In bald statistical terms, the human impact has been small. Since Bob Stevens, a British-born picture editor for American Media Inc, died on 5 October, the disease has killed only three others. Two were Washington DC postmen who handled an impregnated letter sent to the Senate majority leader, Tom Daschle; the other was a New York hospital worker. Fourteen more people have been infected with either the form of anthrax that affects the skin or is inhaled but all are expected to make a full recovery.

With no new case reported since 31 October, when Kathy Nguyen, a 61-year-old Brooklyn hospital worker, died, the authorities are hoping the worst is over. Yesterday a post office in New Jersey, through which several suspect letters passed, reopened. But even if the immediate crisis is receding, the cost will be hugein both financial and psychological terms.
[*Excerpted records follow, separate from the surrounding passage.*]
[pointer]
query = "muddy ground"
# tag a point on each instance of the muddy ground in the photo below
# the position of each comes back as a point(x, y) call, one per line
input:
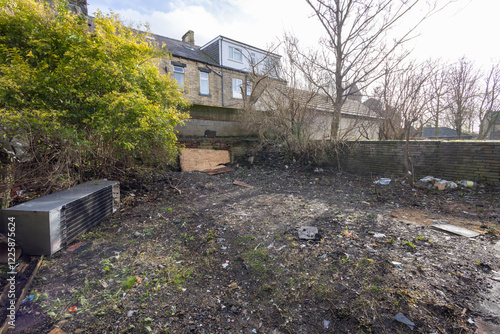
point(193, 253)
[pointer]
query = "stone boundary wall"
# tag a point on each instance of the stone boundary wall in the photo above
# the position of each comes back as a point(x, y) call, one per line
point(450, 160)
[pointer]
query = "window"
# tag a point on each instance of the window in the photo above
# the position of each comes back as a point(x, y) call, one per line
point(237, 88)
point(235, 54)
point(249, 88)
point(204, 83)
point(179, 75)
point(252, 58)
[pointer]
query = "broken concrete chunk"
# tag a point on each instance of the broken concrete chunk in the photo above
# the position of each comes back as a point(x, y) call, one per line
point(456, 230)
point(308, 233)
point(242, 184)
point(401, 318)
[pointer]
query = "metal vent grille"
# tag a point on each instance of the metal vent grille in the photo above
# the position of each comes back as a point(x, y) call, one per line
point(49, 223)
point(82, 214)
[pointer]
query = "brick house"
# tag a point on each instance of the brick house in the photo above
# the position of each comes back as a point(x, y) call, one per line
point(216, 79)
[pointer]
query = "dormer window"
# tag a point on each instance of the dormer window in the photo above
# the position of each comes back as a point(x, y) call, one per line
point(179, 75)
point(235, 54)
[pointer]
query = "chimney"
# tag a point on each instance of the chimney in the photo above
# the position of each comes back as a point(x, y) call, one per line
point(188, 37)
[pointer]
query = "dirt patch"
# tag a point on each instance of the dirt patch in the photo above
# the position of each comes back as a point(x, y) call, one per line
point(198, 253)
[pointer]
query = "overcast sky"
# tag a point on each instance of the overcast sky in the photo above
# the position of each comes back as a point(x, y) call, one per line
point(466, 28)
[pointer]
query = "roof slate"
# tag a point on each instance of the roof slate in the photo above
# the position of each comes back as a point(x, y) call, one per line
point(184, 50)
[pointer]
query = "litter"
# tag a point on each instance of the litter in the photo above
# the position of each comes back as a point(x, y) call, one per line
point(383, 181)
point(397, 264)
point(468, 184)
point(401, 318)
point(243, 184)
point(439, 183)
point(456, 230)
point(308, 233)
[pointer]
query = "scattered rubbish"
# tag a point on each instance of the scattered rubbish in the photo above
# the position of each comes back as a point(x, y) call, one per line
point(243, 184)
point(401, 318)
point(443, 184)
point(456, 230)
point(383, 181)
point(76, 246)
point(30, 298)
point(439, 183)
point(397, 264)
point(210, 133)
point(194, 159)
point(57, 330)
point(468, 184)
point(309, 233)
point(485, 267)
point(428, 179)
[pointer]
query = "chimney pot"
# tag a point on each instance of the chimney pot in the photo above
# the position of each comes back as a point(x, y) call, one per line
point(188, 37)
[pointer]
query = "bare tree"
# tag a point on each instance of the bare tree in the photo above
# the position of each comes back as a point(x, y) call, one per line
point(463, 79)
point(488, 109)
point(357, 45)
point(406, 91)
point(440, 90)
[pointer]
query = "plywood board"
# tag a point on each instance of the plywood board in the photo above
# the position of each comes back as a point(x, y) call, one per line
point(456, 230)
point(195, 159)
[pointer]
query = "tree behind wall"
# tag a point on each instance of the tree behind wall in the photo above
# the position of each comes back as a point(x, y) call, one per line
point(358, 43)
point(463, 80)
point(81, 101)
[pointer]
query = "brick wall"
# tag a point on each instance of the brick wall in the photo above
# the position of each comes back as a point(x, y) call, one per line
point(449, 160)
point(192, 80)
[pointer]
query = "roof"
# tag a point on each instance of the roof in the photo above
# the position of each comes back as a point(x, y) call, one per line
point(442, 132)
point(220, 37)
point(184, 50)
point(321, 103)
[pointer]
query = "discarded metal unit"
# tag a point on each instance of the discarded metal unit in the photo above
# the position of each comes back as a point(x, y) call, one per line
point(47, 224)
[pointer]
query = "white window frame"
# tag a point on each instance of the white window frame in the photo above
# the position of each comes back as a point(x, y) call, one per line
point(179, 75)
point(237, 83)
point(204, 83)
point(249, 88)
point(253, 58)
point(236, 54)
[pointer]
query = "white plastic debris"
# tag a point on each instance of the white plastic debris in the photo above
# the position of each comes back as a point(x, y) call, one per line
point(383, 181)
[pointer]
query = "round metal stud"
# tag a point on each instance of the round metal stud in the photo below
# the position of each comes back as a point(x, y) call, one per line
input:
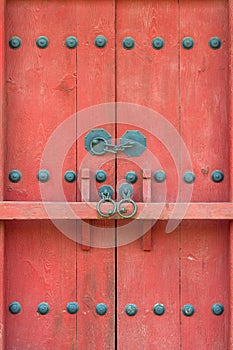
point(100, 176)
point(70, 176)
point(189, 177)
point(101, 309)
point(131, 177)
point(188, 310)
point(71, 42)
point(159, 309)
point(43, 176)
point(42, 42)
point(187, 43)
point(72, 307)
point(128, 43)
point(43, 308)
point(158, 43)
point(100, 41)
point(15, 308)
point(15, 42)
point(131, 309)
point(15, 176)
point(160, 176)
point(217, 176)
point(215, 43)
point(217, 309)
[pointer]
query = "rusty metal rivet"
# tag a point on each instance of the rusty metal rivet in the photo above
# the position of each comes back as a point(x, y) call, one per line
point(42, 42)
point(159, 309)
point(215, 43)
point(217, 176)
point(100, 41)
point(101, 309)
point(188, 43)
point(188, 310)
point(158, 43)
point(15, 176)
point(72, 307)
point(131, 309)
point(100, 176)
point(217, 309)
point(128, 43)
point(43, 308)
point(71, 42)
point(15, 42)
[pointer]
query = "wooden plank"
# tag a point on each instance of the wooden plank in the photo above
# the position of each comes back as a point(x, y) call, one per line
point(41, 94)
point(96, 88)
point(230, 338)
point(150, 211)
point(2, 162)
point(85, 195)
point(147, 238)
point(204, 107)
point(149, 78)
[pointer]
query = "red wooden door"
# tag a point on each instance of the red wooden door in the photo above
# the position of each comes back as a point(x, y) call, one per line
point(70, 278)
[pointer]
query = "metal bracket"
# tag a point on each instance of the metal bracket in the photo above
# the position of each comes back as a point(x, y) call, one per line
point(98, 142)
point(95, 141)
point(139, 141)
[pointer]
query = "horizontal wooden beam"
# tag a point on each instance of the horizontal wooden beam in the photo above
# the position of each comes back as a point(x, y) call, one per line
point(146, 211)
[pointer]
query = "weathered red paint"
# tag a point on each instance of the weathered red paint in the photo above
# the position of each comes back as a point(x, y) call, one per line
point(230, 338)
point(204, 120)
point(41, 93)
point(2, 158)
point(194, 264)
point(146, 211)
point(148, 77)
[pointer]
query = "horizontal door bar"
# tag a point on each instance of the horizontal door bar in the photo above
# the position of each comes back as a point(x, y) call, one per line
point(84, 210)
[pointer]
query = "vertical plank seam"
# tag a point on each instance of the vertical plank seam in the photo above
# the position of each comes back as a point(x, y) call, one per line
point(2, 169)
point(230, 116)
point(115, 177)
point(179, 126)
point(76, 164)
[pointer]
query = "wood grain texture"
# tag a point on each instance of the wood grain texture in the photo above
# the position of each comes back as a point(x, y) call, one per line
point(2, 162)
point(204, 128)
point(146, 185)
point(148, 77)
point(41, 94)
point(150, 211)
point(96, 86)
point(230, 338)
point(85, 195)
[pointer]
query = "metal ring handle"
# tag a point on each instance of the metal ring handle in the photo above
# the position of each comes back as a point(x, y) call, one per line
point(127, 200)
point(101, 213)
point(101, 139)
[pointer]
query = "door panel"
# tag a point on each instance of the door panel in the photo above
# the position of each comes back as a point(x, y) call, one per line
point(41, 93)
point(148, 77)
point(168, 94)
point(95, 88)
point(204, 128)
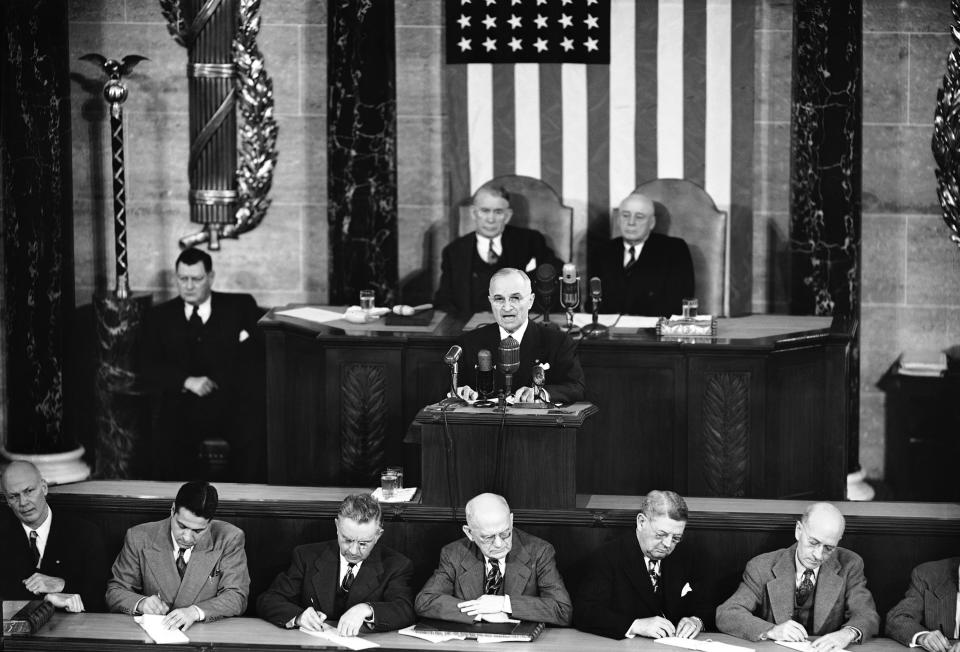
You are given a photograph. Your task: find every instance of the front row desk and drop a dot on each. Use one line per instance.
(760, 411)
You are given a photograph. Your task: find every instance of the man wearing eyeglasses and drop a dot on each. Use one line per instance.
(812, 588)
(637, 587)
(202, 354)
(644, 273)
(468, 262)
(497, 572)
(510, 300)
(361, 585)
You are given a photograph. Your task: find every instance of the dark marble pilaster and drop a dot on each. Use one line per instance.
(122, 410)
(38, 223)
(361, 150)
(826, 156)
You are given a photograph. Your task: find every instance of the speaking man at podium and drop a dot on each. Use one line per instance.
(513, 334)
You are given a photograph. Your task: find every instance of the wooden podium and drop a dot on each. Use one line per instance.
(527, 455)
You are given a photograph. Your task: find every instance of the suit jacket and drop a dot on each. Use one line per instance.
(655, 285)
(617, 590)
(564, 379)
(930, 603)
(383, 581)
(216, 579)
(74, 553)
(234, 411)
(531, 580)
(765, 597)
(456, 273)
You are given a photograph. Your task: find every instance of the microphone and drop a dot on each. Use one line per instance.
(546, 285)
(509, 362)
(484, 377)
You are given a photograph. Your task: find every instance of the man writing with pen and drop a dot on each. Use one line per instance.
(187, 567)
(364, 586)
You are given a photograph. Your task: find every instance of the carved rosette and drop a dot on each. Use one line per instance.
(726, 433)
(363, 410)
(946, 134)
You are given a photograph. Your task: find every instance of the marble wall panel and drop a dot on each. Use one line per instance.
(885, 67)
(883, 258)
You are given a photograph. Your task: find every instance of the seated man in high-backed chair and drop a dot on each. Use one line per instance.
(470, 261)
(644, 273)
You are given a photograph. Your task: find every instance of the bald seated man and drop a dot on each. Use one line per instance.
(644, 273)
(497, 572)
(812, 588)
(56, 557)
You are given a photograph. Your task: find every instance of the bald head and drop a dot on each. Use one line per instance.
(25, 491)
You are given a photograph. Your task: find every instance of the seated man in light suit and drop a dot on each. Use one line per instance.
(812, 588)
(497, 572)
(635, 587)
(644, 273)
(353, 580)
(468, 262)
(927, 615)
(510, 300)
(188, 566)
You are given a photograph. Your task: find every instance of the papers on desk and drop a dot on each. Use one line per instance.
(330, 634)
(801, 646)
(704, 645)
(152, 624)
(316, 315)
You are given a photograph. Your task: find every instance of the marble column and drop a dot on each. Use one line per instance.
(37, 236)
(361, 150)
(826, 155)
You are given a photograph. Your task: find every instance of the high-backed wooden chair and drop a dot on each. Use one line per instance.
(535, 206)
(685, 210)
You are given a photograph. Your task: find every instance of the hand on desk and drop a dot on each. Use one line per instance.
(654, 627)
(40, 583)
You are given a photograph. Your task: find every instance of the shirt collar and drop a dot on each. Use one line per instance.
(203, 309)
(517, 334)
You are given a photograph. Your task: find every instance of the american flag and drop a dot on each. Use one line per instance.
(674, 101)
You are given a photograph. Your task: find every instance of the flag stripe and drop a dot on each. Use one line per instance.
(621, 163)
(526, 91)
(551, 126)
(504, 154)
(694, 85)
(480, 122)
(646, 69)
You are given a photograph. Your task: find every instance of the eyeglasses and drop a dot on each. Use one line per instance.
(489, 539)
(514, 300)
(487, 212)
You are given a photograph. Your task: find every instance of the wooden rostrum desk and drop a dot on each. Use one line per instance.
(760, 411)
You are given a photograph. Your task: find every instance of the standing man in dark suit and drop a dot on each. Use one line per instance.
(633, 589)
(188, 567)
(203, 353)
(497, 572)
(644, 273)
(812, 588)
(59, 559)
(468, 262)
(510, 299)
(353, 580)
(927, 615)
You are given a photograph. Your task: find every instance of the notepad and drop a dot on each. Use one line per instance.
(152, 624)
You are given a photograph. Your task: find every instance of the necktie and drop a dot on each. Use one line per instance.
(34, 549)
(348, 579)
(654, 570)
(181, 563)
(492, 256)
(806, 587)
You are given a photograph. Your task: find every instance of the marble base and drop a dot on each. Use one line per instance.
(56, 468)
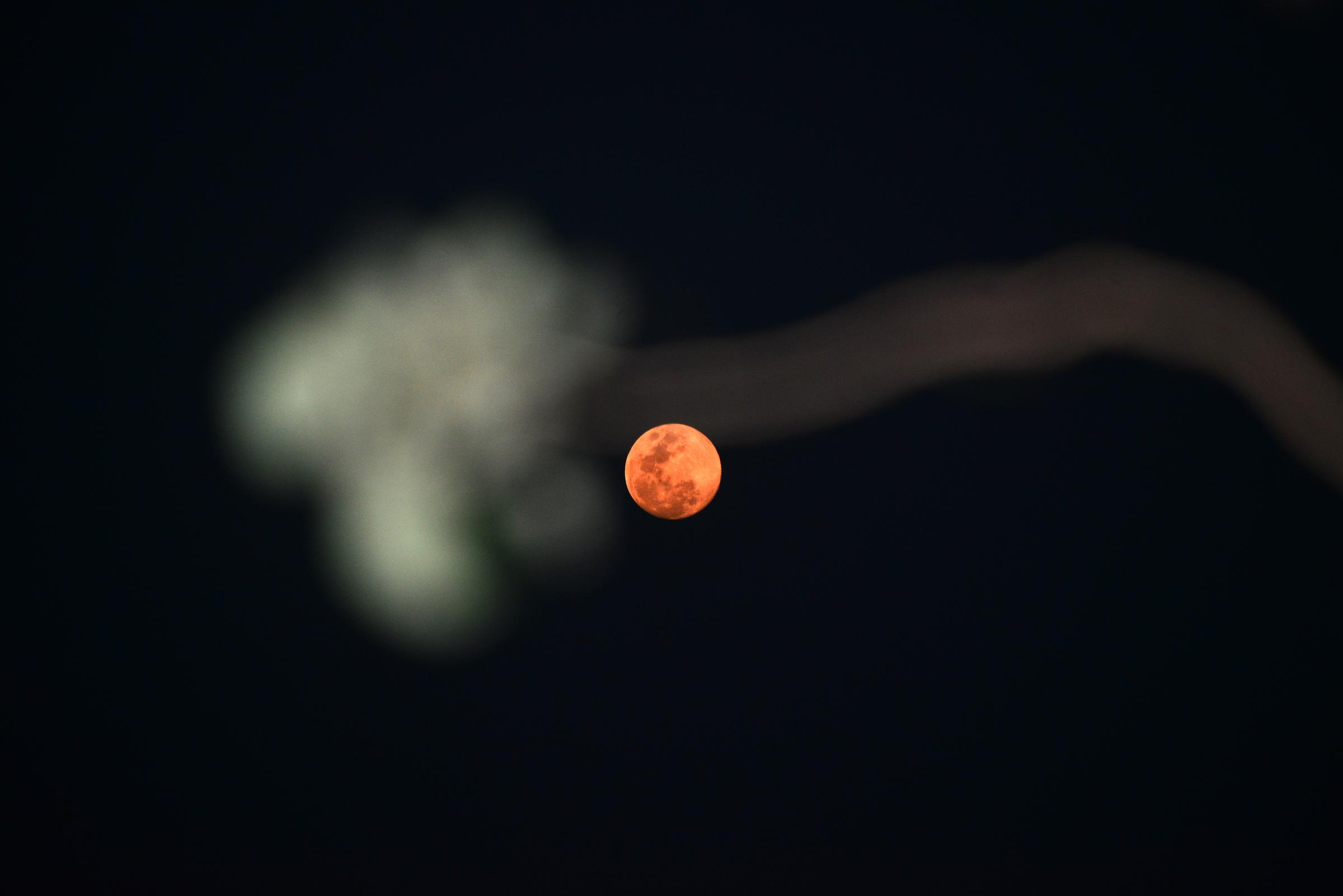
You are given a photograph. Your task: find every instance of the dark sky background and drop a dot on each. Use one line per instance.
(1079, 632)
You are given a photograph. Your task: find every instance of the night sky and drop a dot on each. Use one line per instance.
(1065, 632)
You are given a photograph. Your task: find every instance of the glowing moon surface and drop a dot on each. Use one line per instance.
(673, 471)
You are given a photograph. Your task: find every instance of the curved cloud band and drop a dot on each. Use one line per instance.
(968, 321)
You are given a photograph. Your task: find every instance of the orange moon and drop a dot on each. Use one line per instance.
(673, 471)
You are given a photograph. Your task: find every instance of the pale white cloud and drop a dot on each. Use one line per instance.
(417, 389)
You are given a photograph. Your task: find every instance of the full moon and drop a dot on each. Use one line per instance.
(673, 471)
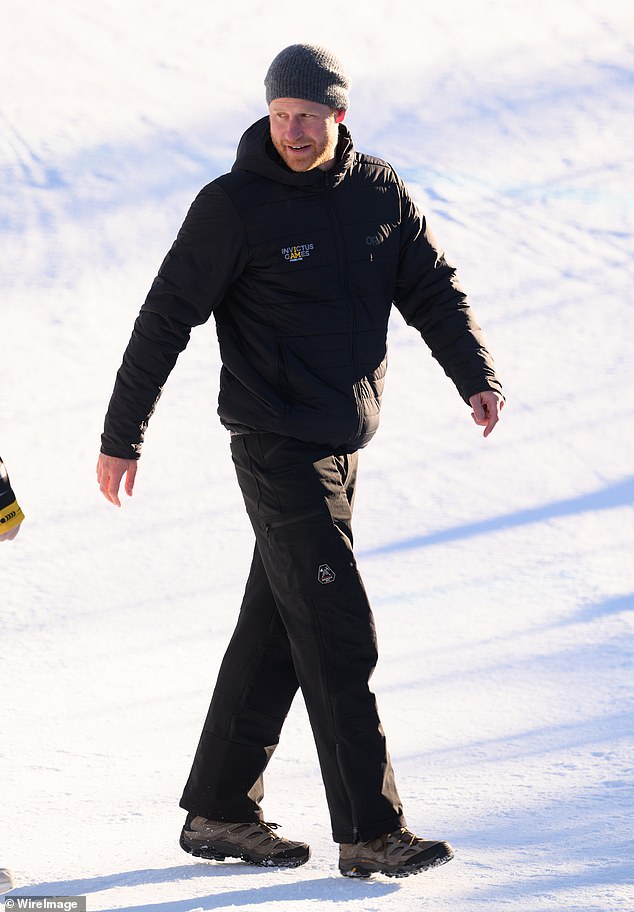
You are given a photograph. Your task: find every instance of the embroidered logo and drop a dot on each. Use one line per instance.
(325, 574)
(297, 252)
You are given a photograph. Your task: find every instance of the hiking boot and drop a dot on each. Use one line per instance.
(396, 854)
(254, 842)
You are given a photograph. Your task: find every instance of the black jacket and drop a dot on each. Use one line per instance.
(301, 271)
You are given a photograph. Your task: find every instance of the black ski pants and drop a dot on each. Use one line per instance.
(305, 622)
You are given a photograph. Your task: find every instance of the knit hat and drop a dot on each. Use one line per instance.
(307, 71)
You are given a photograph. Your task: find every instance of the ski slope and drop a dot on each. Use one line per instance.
(500, 570)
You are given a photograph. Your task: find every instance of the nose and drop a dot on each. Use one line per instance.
(294, 128)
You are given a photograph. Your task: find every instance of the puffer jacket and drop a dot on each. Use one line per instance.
(300, 271)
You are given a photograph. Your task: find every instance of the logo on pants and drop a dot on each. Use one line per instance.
(325, 574)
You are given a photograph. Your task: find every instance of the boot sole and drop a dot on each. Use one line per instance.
(219, 851)
(366, 870)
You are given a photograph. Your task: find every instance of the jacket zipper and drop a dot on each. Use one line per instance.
(341, 253)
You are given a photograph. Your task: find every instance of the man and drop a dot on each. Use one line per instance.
(299, 253)
(11, 517)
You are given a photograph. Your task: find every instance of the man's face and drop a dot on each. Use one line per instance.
(304, 133)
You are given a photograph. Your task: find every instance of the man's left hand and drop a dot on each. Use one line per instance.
(486, 409)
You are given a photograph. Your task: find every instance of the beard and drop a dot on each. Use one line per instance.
(311, 154)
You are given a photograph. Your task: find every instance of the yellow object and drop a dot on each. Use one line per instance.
(10, 517)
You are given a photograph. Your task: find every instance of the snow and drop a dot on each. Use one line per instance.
(500, 570)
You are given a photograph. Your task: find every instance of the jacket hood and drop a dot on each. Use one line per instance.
(256, 153)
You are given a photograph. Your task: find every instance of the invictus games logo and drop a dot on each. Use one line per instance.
(325, 574)
(297, 252)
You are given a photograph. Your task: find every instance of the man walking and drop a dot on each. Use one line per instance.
(299, 252)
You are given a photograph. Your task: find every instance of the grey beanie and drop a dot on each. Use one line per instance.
(307, 71)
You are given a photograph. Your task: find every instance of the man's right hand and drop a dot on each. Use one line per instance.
(110, 471)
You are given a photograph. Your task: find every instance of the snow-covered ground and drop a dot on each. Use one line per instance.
(500, 570)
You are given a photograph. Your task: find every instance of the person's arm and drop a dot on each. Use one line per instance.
(11, 515)
(430, 298)
(208, 254)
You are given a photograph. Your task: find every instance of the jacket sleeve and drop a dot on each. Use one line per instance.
(431, 300)
(208, 254)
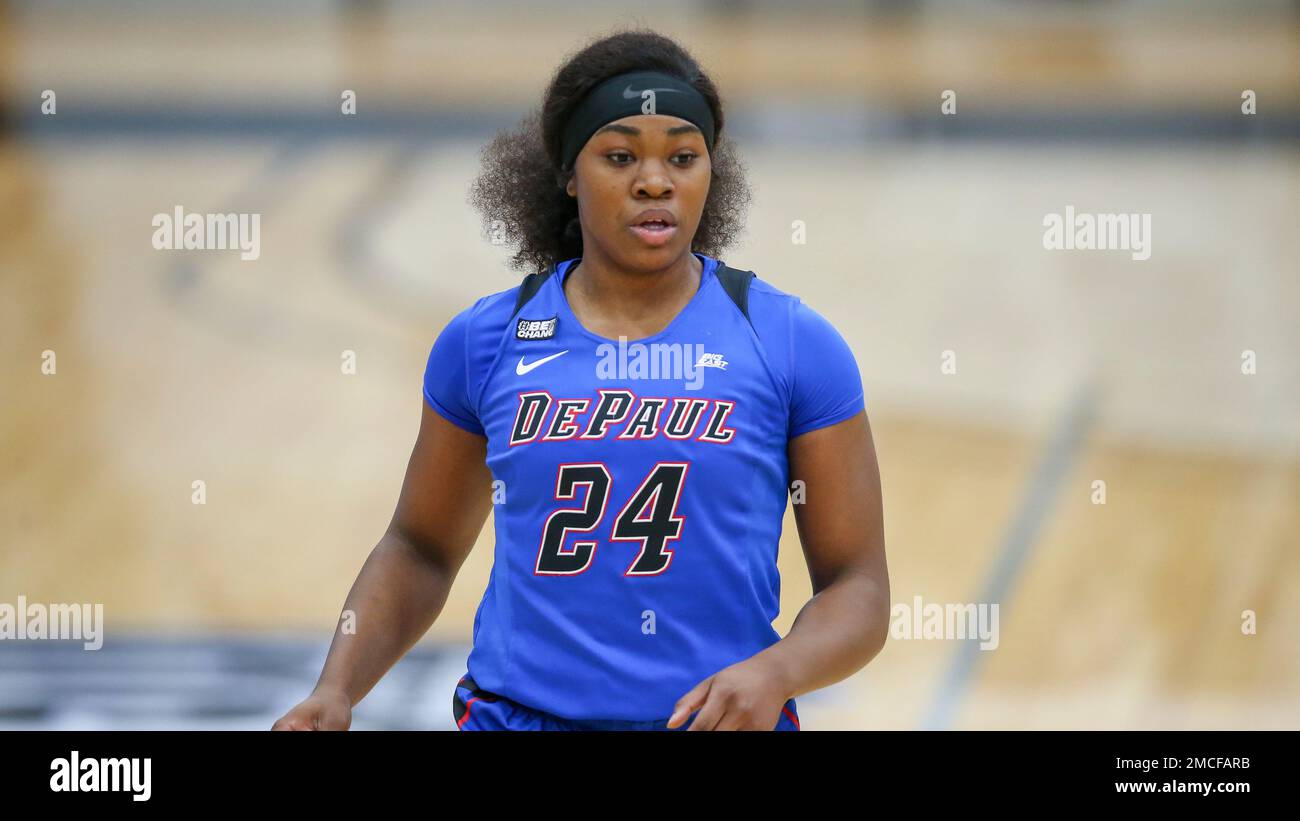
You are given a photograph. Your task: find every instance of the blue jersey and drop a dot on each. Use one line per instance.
(640, 486)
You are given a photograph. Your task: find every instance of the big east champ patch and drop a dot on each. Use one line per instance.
(536, 329)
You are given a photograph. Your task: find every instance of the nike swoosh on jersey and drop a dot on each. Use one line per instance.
(521, 368)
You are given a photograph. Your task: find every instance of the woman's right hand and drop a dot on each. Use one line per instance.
(329, 709)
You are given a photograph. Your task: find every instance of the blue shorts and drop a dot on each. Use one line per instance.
(473, 708)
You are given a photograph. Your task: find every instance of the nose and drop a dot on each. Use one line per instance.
(653, 179)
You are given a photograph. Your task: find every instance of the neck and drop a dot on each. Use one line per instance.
(637, 296)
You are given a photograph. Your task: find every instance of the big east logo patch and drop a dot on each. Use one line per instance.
(536, 329)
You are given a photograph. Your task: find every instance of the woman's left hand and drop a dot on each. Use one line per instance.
(748, 695)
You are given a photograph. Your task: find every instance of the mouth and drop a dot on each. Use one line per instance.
(655, 230)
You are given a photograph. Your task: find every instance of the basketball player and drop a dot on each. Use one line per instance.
(636, 416)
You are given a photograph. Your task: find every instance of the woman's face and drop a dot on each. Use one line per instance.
(636, 165)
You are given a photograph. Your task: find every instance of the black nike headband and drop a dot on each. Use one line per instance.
(628, 95)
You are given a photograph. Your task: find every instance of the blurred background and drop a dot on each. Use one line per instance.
(923, 246)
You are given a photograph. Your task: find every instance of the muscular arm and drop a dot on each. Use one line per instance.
(846, 621)
(404, 582)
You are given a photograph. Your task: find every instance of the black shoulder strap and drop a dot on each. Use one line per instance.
(529, 287)
(736, 283)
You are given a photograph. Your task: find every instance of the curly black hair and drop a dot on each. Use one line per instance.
(520, 190)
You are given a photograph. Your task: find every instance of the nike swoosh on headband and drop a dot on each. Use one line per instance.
(628, 94)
Five weeks after the first death, and despite a huge investigation, the FBI is no wiser as to where the deadly spores came from, who mailed them and whether the incidents are linked to the 11 September attacks. But be it bin Laden supporters, a foreign state or homegrown extremists, whoever was responsible knew just how to secure maximum impact for minimum outlay. If you want to frighten America, someone observed, frighten the media. The unknown assailants did that, attacking a handful of newspaper and network TV offices in New York, as well as Capitol Hill. The result was pandemonium, magnified by the very openness of the US.

For the mail service, the cost of the disruption, lost business and installing new safety equipment has prompted the Postmaster General, John Potter, to ask Congress for $5bn (£3.4bn) of emergency aid.

Meanwhile, the mystery remains. The FBI believes Mrs Nguyen did not catch anthrax from cross-contaminated mail. But if not, where did it come from? For now anthrax has disappeared, but no one knows for how long.